Beitrag von Pluto » Di 23. Okt 2018, 12:03

Rilke hat geschrieben:Durchaus wird der befruchteten Eizelle vor dem 40. Tag nach der Empfängnis ein anderer Wert beigesteuert als nach diesem Tag. Dafür sehe ich keine wissenschaftliche Analogie und glaube, dass der Talmud hier sehr unwissenschaftlich ist, da zwischen 40. und 41. Tag keine dermaßen große Entwicklung passiert.
Die Frage ist nicht, ob eine wissenschaftliche Grundlage besteht, sondern vilmehr ob der Embryo ab der Befruchtung die gleichen Rechte wie die der Mutter besitzt oder nicht. Ich meine, eher nicht, weil das Embryo im frühen Stadium, im Gegenstz zur Mutter, keine Person mit einer Geschichte (Freunde, Feinde, Erlebnisse) ist.

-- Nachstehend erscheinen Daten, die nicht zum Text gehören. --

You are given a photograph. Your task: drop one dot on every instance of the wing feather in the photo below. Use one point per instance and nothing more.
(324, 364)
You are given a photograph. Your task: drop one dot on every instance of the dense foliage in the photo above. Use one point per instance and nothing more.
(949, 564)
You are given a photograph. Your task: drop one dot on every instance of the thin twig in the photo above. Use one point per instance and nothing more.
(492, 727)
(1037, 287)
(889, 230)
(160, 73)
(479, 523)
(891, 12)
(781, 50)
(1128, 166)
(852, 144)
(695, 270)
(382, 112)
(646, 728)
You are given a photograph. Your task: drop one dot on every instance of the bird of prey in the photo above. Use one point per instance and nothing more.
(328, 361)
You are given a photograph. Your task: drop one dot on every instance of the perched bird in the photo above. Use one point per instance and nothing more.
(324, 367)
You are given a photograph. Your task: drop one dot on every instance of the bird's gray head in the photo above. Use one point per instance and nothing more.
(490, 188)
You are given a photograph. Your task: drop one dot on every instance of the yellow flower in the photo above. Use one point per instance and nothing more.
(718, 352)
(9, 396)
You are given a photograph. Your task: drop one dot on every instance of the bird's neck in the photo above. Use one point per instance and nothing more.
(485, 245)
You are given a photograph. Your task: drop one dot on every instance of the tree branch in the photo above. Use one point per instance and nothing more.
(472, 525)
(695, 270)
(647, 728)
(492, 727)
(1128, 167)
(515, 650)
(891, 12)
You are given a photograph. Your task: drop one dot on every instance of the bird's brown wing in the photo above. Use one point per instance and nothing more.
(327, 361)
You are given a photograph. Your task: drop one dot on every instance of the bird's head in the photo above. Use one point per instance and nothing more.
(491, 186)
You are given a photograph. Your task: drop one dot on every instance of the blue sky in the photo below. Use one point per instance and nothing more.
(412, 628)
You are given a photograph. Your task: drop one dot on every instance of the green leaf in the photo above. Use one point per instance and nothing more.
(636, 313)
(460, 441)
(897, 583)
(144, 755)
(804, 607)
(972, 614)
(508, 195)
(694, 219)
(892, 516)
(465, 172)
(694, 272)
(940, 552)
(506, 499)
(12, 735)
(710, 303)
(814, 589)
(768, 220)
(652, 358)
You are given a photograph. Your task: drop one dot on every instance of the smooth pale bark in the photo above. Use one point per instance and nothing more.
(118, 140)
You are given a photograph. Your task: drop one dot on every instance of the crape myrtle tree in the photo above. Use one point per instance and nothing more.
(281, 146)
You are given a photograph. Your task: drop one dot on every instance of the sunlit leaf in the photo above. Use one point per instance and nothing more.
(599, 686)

Deshalb meine ich, ist eine frühe Abtreibung legitim. OB das 12 Wochen, 40 Tage oder eine andere Frist ist, darüber lässt sich diskutieren. Die meisten europäischen Länder haben sich juristisch auf eine 12-Wochen Frist geeinigt. Das finde ich voll Okay.

PS: Rilke, bist du jüdischen Glaubens?
Der Naturalist sagt nichts Abschließendes darüber, was in der Welt ist.